Why did I keep watching it if I wasn’t into it?
This is the most important question, after all. At first, I suppose I was fascinated. Not oh my gawsh, Pegasus works at Wendy’s and is real and flying horses shouldn’t serve food, wow kind of fascinated. More like what is this… fascinated.
Then I entertained myself by muting it and making up my own narrative for everything, voices and all. Once I start doing that, there’s really no limit to how long I can watch something I’d otherwise hate.
What is Un Camino Hacia El Destino about? I have no idea. I don’t even know what that says. I’m guessing it’s something to do with destiny. But I know what I made the show about!
Luisa is a sweet, naive, aspiring nun who lives and works in a convent where she regularly sneaks about the grounds for fear of being caught going to the bathroom since pees and poops are a sin against God.
Carlos, Luisa’s love interest, is the in-house doctor who specializes in face lifts, replacing organs with inanimate objects, and being so for reals serious.
Marissa, Carlos’s mother, is a powerful matriarch running an even more powerful business with her right and left hands – namely, Luis and some other guy I’ll call Other Guy.
Luis is a top man at Marissa’s company, trusted to lead due in no small part to the roundness of his head, which is a very important trait in their line of work.
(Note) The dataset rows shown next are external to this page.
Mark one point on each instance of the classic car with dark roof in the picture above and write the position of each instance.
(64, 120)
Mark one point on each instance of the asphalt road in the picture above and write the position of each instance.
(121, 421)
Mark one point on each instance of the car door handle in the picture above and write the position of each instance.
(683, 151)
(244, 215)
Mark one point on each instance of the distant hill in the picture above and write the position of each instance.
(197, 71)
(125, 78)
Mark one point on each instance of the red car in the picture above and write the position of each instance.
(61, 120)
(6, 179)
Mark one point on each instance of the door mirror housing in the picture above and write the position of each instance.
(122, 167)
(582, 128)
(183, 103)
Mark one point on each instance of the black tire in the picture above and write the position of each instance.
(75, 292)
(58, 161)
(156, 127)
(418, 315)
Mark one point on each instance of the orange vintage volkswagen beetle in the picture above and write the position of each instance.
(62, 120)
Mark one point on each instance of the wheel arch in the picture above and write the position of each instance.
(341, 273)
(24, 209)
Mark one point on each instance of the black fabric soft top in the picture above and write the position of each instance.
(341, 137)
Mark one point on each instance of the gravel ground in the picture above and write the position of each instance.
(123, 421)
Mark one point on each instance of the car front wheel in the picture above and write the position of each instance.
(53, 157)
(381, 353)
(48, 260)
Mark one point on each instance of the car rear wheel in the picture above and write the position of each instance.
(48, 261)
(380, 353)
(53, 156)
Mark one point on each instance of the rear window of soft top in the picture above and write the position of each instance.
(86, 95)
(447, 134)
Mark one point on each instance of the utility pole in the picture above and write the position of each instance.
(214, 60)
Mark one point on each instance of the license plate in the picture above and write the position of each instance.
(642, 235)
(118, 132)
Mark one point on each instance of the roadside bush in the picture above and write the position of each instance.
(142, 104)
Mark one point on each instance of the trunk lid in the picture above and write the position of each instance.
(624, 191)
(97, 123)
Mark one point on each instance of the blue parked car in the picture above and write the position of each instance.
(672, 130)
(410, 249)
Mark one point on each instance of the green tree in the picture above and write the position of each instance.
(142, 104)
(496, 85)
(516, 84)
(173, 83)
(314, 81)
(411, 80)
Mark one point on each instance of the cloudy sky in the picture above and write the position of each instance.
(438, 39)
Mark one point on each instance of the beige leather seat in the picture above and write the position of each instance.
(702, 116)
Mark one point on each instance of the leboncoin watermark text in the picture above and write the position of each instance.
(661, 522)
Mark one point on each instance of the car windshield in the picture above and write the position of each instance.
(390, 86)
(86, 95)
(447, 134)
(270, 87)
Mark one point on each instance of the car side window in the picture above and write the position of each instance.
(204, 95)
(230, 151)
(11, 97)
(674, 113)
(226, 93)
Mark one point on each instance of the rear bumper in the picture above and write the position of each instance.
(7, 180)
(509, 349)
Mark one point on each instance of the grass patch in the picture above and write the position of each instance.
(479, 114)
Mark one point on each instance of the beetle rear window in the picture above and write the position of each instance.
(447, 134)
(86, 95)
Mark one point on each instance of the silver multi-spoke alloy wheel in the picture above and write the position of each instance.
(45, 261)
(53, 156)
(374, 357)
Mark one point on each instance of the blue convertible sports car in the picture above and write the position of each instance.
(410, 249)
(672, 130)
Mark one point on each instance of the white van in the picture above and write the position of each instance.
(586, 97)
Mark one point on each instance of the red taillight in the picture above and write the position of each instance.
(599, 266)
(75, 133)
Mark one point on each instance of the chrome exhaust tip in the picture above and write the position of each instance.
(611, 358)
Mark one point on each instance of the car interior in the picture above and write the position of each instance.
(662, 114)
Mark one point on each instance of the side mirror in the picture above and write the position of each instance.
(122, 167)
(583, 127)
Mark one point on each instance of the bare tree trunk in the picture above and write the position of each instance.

Isabela is a transsexual prostitute turned madam and international spy who spends most of her day trying to convince Carlos that she isn’t a man even though he’s so for reals serious that she is.
In the episode I watched, Luisa really had to pee, so she was hiding from the head nun, ducking behind potted plants, until a cute little plump nun caught up to her and tried to warn her that the head nun was going to find her if she didn’t scram.
Luisa freaked out, so the plump nun suggested that Luisa call the head nun on the phone and tell her that she’s traveling somewhere else to throw her off the scent. Luisa liked that idea, so she went to the lockers and asked some random chick if she could use her phone.
She called the head nun, spinning a tale about how she’s going into town and totally not trying to pee at the convent or anything, and the entire conversation took place while the phone was visibly on the lock screen, which made me wonder. Is Luisa insane? Was she imagining it? Yep! Because being bad with props isn’t nearly as interesting.
Meanwhile, Marissa was having a business lunch on the veranda with Luis and Other Guy. Other Guy was trying to convince Marissa that he should be the second in command and while Marissa agreed, she couldn’t ignore the fact that his head is too flat.
Other Guy continued to argue his strong points while Luis looked on smugly, eventually interjecting with a reminder that unlike Other Guy, his head is round and she knows it. It gave Marissa a lot to think about, but she was obviously rooting for Other Guy, so she went to see Carlos and begged him to perform his head-rounding surgery.
Carlos refused, remarking that replacing a man’s lungs with pottery and car keys is one thing, but head roundometry is so for reals serious. It’d be irresponsible of him to even try it. Marissa hugged him, agreeing to let the matter go, but in her eye was a look of cold calculation.
I don’t know about you, but that’s a show I can get into it!